Jovem brasileira que caiu de prédio na Colômbia foi assassinada, conclui investigação

Caso inicialmente tratado como suicídio revela feminicídio após laudos e imagens de câmeras de segurança em condomínio de luxo em Medellín

A morte da jovem brasileira Geicimara de Almeida Gomes, de 21 anos, ocorrida em Medellín, na Colômbia, no dia 10 de março, foi confirmada como feminicídio. A informação foi publicada pelo jornal El Tiempo e repercutida pelo portal Metrópoles. Inicialmente tratada como suicídio, a queda do 16º andar de um condomínio de alto padrão foi reclassificada como homicídio após dois meses de investigação conduzida pelas autoridades locais.

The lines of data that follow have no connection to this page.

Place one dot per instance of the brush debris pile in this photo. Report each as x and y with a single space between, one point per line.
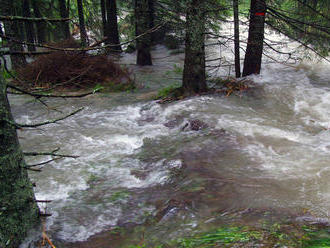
73 70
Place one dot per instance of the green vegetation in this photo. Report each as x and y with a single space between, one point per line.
222 237
119 195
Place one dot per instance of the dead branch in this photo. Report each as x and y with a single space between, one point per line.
37 96
29 19
52 153
39 164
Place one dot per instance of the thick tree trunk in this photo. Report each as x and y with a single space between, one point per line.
194 76
29 27
64 25
104 17
83 33
18 208
236 38
142 25
11 30
41 26
151 6
112 25
252 61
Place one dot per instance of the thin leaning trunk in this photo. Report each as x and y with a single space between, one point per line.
83 33
253 55
41 26
29 27
104 17
194 75
18 208
142 25
11 30
112 25
236 40
64 25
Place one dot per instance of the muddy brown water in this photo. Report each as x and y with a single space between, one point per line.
141 175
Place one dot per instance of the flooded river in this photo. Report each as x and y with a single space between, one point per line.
268 149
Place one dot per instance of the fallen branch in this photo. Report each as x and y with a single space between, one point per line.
53 153
43 163
24 92
29 19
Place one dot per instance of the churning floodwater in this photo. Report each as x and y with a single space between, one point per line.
268 148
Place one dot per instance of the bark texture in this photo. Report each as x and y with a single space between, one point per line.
236 40
194 76
82 26
104 17
29 27
64 25
41 26
253 55
18 209
142 25
112 25
11 30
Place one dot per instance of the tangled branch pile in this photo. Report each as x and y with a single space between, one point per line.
74 70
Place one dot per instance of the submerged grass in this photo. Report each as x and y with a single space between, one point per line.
275 235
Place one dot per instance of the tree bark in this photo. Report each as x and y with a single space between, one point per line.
83 33
236 40
194 76
41 26
253 56
18 208
11 30
142 25
112 25
104 17
29 27
64 25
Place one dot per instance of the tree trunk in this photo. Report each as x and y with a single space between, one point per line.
64 25
104 17
236 38
151 6
29 27
252 61
142 25
83 33
18 208
41 26
112 25
11 30
194 76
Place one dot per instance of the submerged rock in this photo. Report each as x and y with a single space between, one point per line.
195 125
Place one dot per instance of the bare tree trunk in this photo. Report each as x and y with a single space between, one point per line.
41 26
112 25
142 25
65 25
194 76
104 17
18 208
252 61
83 33
11 30
151 6
29 27
236 38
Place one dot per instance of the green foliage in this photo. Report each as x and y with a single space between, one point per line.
222 236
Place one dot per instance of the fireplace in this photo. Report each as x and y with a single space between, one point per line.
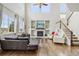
39 33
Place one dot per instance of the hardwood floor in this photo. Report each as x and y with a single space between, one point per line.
46 48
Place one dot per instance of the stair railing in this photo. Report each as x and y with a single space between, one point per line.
68 19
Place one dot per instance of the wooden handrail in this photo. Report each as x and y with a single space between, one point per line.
64 25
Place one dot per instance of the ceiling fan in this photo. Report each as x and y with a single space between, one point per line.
41 4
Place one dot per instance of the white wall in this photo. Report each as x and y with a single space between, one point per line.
74 23
18 8
53 16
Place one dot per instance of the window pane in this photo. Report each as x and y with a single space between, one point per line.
21 25
37 9
5 21
11 24
45 8
62 8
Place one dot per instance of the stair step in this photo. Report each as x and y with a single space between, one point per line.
74 37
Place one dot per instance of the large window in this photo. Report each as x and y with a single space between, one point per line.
63 8
7 22
11 24
21 25
40 24
44 8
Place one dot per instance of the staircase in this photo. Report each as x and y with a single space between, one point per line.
70 35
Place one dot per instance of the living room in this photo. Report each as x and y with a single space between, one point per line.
38 29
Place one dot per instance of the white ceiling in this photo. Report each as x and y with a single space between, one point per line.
73 6
16 7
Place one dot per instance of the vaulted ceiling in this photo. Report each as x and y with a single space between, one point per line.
16 7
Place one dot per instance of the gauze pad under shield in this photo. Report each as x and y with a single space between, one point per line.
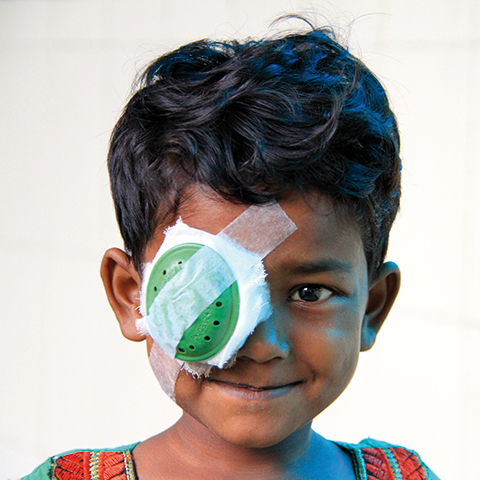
203 294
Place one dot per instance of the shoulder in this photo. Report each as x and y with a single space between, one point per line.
375 459
88 464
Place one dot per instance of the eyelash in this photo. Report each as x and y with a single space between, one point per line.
324 292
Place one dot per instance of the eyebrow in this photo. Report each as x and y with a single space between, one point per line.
326 265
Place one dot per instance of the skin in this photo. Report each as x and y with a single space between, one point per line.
254 419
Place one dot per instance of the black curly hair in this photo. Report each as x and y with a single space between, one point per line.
253 120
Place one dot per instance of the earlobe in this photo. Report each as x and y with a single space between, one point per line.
122 285
382 294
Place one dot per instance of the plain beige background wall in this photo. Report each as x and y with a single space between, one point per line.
68 378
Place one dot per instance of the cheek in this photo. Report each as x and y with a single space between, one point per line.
330 355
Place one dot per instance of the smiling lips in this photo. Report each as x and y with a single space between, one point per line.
256 389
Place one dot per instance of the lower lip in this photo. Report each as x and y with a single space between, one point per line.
245 393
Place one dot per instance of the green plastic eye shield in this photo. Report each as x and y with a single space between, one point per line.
212 329
203 294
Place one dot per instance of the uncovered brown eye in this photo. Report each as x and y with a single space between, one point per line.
311 293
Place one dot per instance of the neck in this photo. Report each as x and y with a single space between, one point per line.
196 447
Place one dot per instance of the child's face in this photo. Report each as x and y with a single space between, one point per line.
299 361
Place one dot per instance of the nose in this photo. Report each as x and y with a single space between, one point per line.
268 341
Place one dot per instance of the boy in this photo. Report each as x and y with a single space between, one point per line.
275 166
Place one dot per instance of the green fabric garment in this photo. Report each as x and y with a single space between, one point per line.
361 453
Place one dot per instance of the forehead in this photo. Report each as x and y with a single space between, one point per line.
325 232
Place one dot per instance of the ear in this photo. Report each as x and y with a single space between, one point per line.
122 284
382 294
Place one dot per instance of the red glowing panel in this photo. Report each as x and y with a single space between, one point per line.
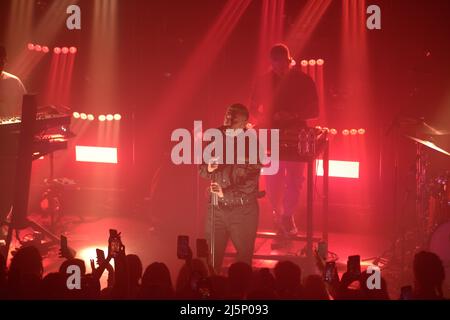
95 154
339 169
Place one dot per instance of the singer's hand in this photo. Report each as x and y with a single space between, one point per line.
217 189
212 165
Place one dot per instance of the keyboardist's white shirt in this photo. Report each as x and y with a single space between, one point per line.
11 95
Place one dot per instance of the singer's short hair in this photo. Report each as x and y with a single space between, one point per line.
239 108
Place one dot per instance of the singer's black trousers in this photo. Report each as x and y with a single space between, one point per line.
239 224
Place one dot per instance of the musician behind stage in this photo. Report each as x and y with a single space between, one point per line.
11 96
237 189
284 99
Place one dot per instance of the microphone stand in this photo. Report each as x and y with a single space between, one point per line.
214 204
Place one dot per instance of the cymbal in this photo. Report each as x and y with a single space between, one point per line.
420 127
429 144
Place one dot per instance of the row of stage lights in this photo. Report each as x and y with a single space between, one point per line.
56 50
312 62
345 132
102 117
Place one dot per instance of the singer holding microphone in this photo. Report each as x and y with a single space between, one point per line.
233 209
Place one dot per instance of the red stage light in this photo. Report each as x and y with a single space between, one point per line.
339 169
95 154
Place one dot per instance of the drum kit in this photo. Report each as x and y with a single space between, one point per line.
432 201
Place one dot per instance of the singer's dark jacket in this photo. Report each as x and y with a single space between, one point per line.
239 182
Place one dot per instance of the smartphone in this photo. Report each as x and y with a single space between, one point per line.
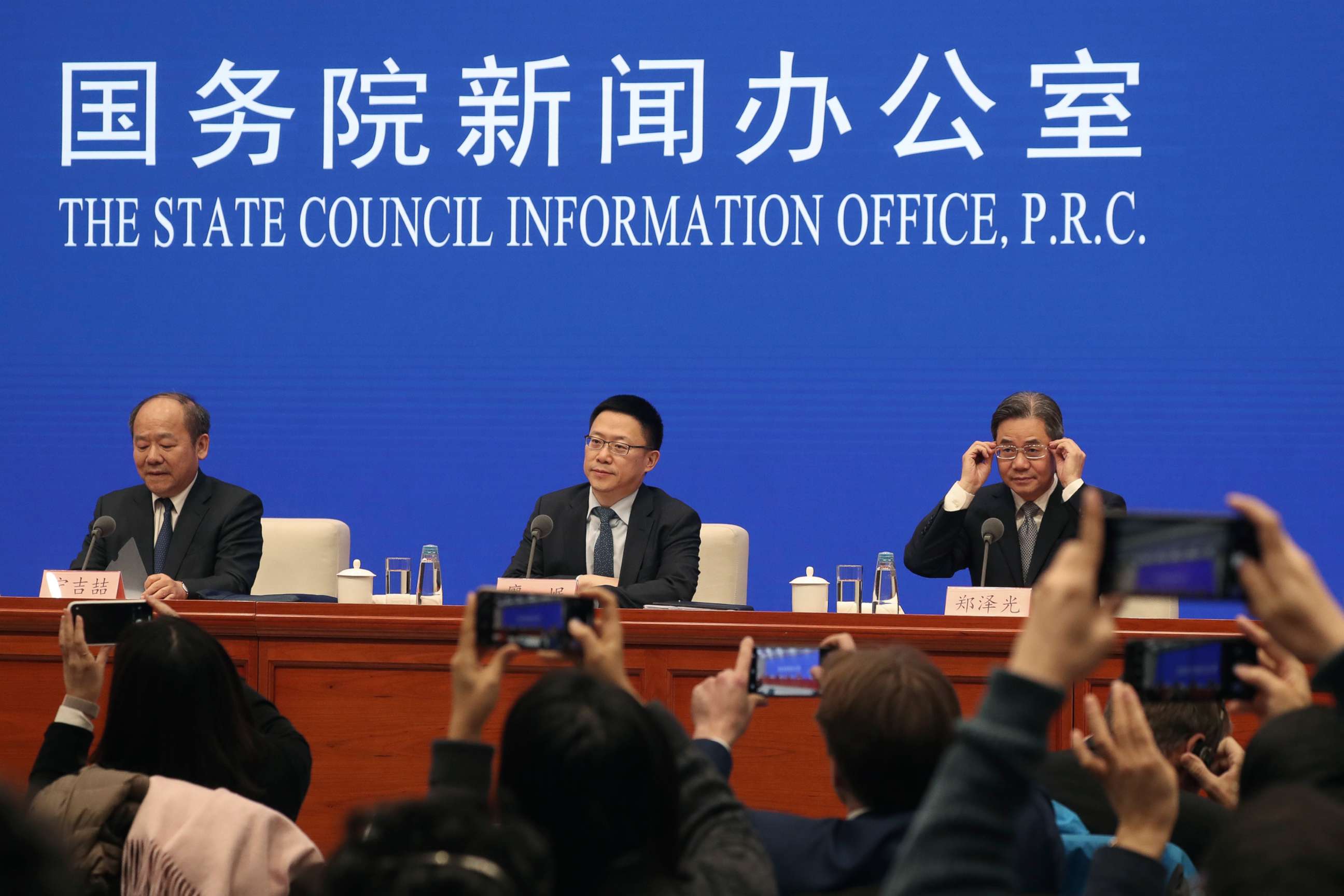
1164 669
786 672
1177 555
107 620
531 621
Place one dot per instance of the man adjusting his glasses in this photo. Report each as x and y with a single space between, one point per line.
1038 500
613 531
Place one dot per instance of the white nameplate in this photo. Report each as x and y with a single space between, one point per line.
82 586
987 602
538 586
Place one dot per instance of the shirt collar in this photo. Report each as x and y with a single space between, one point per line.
1042 501
623 507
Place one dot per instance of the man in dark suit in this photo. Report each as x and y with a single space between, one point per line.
194 533
614 531
1037 501
888 718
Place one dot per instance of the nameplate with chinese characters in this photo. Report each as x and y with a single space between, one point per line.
82 586
987 602
538 586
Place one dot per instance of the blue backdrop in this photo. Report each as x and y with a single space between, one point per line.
816 393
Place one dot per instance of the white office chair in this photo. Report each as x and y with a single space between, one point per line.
301 555
723 563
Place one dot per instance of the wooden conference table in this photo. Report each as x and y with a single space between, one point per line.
369 685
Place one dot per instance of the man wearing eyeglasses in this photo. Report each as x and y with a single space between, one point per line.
616 531
1038 501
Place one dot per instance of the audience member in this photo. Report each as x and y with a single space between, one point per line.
176 708
439 847
888 717
627 802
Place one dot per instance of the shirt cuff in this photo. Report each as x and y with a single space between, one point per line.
957 499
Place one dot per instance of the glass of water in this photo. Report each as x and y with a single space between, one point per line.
398 579
850 587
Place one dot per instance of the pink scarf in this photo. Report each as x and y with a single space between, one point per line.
192 842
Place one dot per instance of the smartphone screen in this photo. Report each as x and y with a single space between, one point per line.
786 672
1183 556
107 620
1188 669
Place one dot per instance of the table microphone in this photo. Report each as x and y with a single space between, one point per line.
991 531
541 528
101 527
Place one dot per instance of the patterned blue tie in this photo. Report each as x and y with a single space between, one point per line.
604 553
1027 535
164 536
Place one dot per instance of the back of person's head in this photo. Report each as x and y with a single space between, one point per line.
31 861
641 410
1283 843
888 718
588 765
437 847
178 708
1300 747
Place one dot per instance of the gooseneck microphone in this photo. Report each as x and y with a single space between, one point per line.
104 526
991 531
541 528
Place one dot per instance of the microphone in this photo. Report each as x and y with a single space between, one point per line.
541 528
101 527
991 531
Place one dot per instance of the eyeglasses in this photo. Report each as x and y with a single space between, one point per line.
620 449
1032 452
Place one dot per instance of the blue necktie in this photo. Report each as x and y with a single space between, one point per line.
164 536
604 553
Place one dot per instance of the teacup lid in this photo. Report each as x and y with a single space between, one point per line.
357 572
809 579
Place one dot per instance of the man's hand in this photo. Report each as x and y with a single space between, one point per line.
721 707
975 467
604 651
1285 590
81 668
164 587
842 642
1280 680
1069 631
1069 460
1139 781
476 688
1224 789
589 582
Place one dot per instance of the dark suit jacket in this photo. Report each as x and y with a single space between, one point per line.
662 559
283 769
216 543
823 855
945 543
1068 782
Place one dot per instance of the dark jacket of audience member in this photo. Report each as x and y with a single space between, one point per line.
178 708
963 838
627 802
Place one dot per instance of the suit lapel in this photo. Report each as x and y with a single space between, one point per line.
641 526
1052 528
192 512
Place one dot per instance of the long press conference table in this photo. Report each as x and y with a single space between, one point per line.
369 685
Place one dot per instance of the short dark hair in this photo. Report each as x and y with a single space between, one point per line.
637 408
586 763
197 417
394 849
1283 843
178 710
888 718
1025 406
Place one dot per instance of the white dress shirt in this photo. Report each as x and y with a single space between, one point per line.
620 526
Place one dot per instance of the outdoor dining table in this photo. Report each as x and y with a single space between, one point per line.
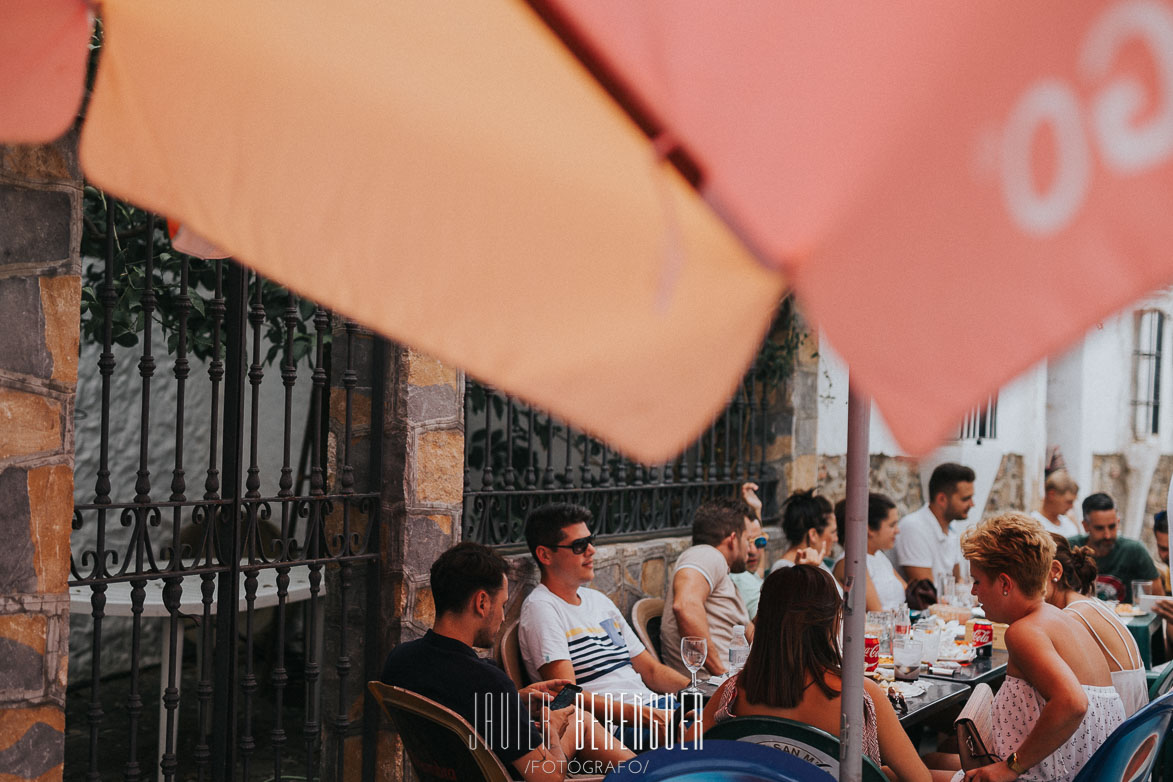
1144 627
940 696
983 670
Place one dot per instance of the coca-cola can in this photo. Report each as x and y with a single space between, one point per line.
983 638
870 652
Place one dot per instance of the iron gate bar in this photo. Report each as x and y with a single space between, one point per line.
228 545
228 523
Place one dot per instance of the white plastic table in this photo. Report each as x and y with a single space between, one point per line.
119 604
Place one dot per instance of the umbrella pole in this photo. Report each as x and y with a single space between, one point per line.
851 748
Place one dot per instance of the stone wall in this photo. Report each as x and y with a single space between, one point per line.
623 571
40 296
1158 494
897 477
1009 490
1110 474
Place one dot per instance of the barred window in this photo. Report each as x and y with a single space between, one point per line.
982 422
517 457
1147 379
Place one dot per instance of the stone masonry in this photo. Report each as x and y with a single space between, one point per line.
421 483
40 296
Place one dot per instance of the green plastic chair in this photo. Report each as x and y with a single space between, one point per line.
1163 685
806 742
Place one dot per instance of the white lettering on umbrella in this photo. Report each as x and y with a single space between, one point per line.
1124 148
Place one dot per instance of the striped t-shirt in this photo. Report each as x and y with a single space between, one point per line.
594 636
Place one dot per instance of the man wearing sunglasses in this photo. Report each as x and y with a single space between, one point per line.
569 631
748 583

Geicimara foi encontrada sem vida na praça central do condomínio Parque Central del Río, em um dos bairros mais luxuosos da capital do departamento de Antioquia. A queda de aproximadamente 40 metros aconteceu pouco depois da meia-noite, após vizinhos relatarem uma discussão no apartamento onde a jovem morava com o namorado, também brasileiro. Moradores afirmaram à polícia que ouviram gritos vindos do imóvel e, minutos depois, um forte estrondo.

Fugo de namorado reforçou suspeita

Segundo a Polícia de Medellín, o namorado de Geicimara deixou o prédio rapidamente logo após a queda, utilizando um carro de aplicativo. Câmeras de segurança do edifício registraram sua saída apressada. No local, os investigadores encontraram documentos de Geicimara e de dois outros brasileiros — um deles, segundo a investigação, seria seu companheiro. Relatos colhidos no edifício também apontam que o homem levou consigo os celulares dele e da vítima, o que gerou suspeitas adicionais sobre sua conduta.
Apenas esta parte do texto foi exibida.